Coast Salish people made the petroglyphs by “skimming,” bruising the surface of the sandstone to chip away the darker bits and leave the rough lighter crystals. This one is in a style peculiar to the Strait of Juan de Fuca region.
In a 2011 Sooke Mirror article, Randy Chipps from the Becher Bay First Nation spoke about the large seal carving. It’s “an elephant seal, which acted as a kind of ‘game-warden’ for the community. There may have been a mammal whisperer, he said, who enlisted the help of the seal to manage the community’s fish intake so they didn’t deplete local species.
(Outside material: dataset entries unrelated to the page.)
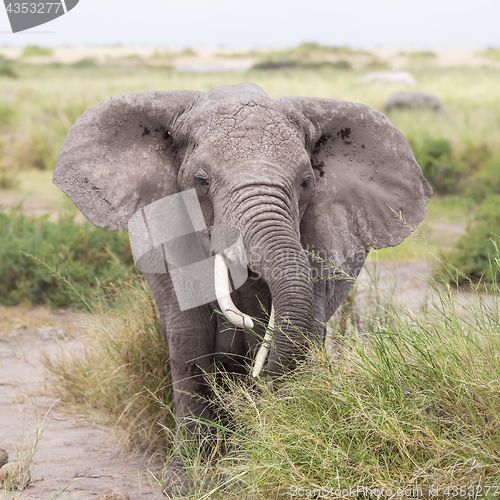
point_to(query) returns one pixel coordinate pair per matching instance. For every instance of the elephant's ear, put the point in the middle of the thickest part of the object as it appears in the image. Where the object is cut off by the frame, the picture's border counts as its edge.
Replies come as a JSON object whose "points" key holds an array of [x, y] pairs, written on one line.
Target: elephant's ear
{"points": [[369, 191], [122, 154]]}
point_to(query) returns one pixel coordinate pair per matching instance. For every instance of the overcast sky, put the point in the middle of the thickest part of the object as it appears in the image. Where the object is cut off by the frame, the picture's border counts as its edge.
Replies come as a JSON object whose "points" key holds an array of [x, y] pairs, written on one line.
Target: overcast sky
{"points": [[413, 24]]}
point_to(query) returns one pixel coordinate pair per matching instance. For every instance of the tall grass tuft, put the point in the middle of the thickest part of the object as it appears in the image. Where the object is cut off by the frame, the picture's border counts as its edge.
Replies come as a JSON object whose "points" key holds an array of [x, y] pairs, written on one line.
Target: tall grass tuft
{"points": [[121, 374], [412, 401]]}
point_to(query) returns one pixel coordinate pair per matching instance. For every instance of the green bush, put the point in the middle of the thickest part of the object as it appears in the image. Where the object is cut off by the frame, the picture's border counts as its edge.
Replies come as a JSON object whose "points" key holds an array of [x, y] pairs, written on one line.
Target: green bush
{"points": [[475, 250], [81, 253], [470, 169], [7, 72], [436, 160]]}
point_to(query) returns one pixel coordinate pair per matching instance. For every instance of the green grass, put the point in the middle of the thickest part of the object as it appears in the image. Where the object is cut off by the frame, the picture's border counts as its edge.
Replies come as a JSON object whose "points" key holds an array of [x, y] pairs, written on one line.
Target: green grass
{"points": [[43, 261], [122, 374], [48, 100], [409, 400], [35, 50]]}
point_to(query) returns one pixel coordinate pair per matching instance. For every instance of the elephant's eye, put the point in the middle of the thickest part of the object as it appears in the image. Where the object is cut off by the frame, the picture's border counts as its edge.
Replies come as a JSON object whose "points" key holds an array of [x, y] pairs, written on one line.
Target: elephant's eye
{"points": [[201, 178], [306, 181]]}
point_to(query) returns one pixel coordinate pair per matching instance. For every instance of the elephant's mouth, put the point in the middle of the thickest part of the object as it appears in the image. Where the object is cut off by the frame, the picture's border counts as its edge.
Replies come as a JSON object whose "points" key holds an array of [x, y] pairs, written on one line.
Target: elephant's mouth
{"points": [[234, 315]]}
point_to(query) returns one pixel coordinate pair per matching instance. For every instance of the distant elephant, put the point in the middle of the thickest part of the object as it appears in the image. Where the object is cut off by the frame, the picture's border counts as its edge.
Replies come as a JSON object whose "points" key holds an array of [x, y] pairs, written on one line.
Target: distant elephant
{"points": [[326, 176], [409, 100]]}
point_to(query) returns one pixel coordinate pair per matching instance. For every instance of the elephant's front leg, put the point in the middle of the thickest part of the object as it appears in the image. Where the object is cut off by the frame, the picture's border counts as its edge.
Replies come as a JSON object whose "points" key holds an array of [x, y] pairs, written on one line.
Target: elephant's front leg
{"points": [[191, 344], [190, 337]]}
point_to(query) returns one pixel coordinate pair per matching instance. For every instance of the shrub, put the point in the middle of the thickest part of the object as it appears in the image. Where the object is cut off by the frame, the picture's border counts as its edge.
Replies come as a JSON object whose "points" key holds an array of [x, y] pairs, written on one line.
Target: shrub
{"points": [[471, 170], [86, 62], [80, 252], [472, 258], [436, 160]]}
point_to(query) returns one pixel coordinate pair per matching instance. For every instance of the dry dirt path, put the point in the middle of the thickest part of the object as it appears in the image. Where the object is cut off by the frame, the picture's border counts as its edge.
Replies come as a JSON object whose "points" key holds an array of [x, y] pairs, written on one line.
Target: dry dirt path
{"points": [[88, 457], [72, 451]]}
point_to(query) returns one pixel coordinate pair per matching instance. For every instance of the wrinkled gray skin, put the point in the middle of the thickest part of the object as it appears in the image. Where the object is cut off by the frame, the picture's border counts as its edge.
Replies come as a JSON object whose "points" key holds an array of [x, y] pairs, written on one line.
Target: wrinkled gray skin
{"points": [[409, 100], [329, 176]]}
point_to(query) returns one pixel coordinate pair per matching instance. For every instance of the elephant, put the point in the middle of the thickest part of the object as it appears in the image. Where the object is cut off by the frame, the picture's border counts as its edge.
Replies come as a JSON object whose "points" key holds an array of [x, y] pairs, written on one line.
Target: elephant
{"points": [[310, 185], [409, 100]]}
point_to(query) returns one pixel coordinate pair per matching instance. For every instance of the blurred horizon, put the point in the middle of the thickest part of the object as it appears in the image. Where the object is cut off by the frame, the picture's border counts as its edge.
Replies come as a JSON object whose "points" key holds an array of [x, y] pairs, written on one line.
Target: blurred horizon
{"points": [[424, 25]]}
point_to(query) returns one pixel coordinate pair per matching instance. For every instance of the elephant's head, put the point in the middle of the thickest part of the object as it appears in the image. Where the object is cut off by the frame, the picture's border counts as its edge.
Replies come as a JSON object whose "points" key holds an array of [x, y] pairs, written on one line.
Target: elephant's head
{"points": [[321, 174]]}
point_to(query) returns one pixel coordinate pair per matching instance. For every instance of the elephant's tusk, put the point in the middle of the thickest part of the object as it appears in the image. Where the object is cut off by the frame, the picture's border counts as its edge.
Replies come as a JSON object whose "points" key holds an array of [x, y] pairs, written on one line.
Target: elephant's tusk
{"points": [[260, 359], [221, 282]]}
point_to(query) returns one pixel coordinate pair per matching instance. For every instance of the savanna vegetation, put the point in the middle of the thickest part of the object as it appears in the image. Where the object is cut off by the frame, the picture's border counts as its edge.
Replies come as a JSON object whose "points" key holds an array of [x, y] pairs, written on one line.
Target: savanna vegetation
{"points": [[407, 400]]}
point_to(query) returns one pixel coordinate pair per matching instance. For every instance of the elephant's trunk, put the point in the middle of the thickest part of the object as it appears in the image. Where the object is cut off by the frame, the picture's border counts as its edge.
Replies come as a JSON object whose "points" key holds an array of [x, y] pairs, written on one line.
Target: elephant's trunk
{"points": [[272, 242]]}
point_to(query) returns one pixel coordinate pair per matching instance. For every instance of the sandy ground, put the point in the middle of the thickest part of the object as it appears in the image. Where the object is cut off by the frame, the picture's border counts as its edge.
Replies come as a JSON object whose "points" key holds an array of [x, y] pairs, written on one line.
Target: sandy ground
{"points": [[84, 458]]}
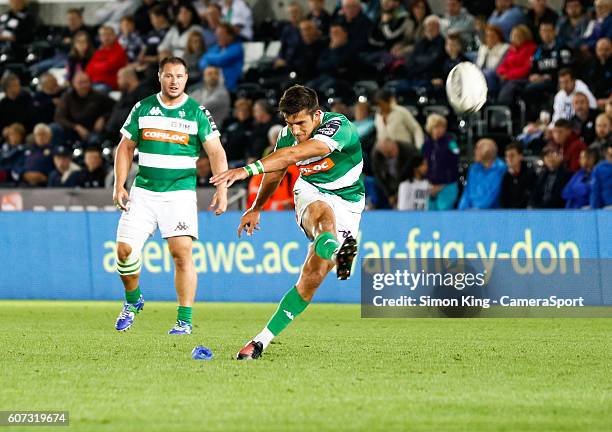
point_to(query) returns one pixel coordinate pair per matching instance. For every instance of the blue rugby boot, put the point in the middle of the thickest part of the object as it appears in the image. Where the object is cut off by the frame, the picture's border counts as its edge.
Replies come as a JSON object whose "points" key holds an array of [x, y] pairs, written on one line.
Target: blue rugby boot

The seal would tell the mammal whisperer which species were in danger, and animal’s size would scare people away from over-fishing.”
These petroglyphs may be anywhere up to 3,000 years old. Carbon 14 and other techniques are useless in most of the 300 sites on the BC Coast. But any older, and the artwork would have been obliterated by the wind and water erosion that is inevitably erasing the seal. No preservation techniques work, and besides, it’s illegal to touch them.
Petroglyphs were carved in places where the forces of nature were especially strong, nearly all near water. Others near us can be found at Petroglyph Provincial Park in Nanaimo, and a very fine example at at the east end of Sproat Lake Provincial Park. To see the seal in East Sooke, head out from the Aylard Farm parking area, down the trail to sandy Becher Bay, and follow the signs to Alldridge Point. The views, the forest, are spectacular. There’s some rugged clambering. (If you need to call 911, first tell them you are in Canada; the phone signals are picked up across the Strait!)
We had just a grand day. That’s my daughter Marian perched on the rock; and I had to darken the lines of the seal. I guarantee you’ll feel the power of the place.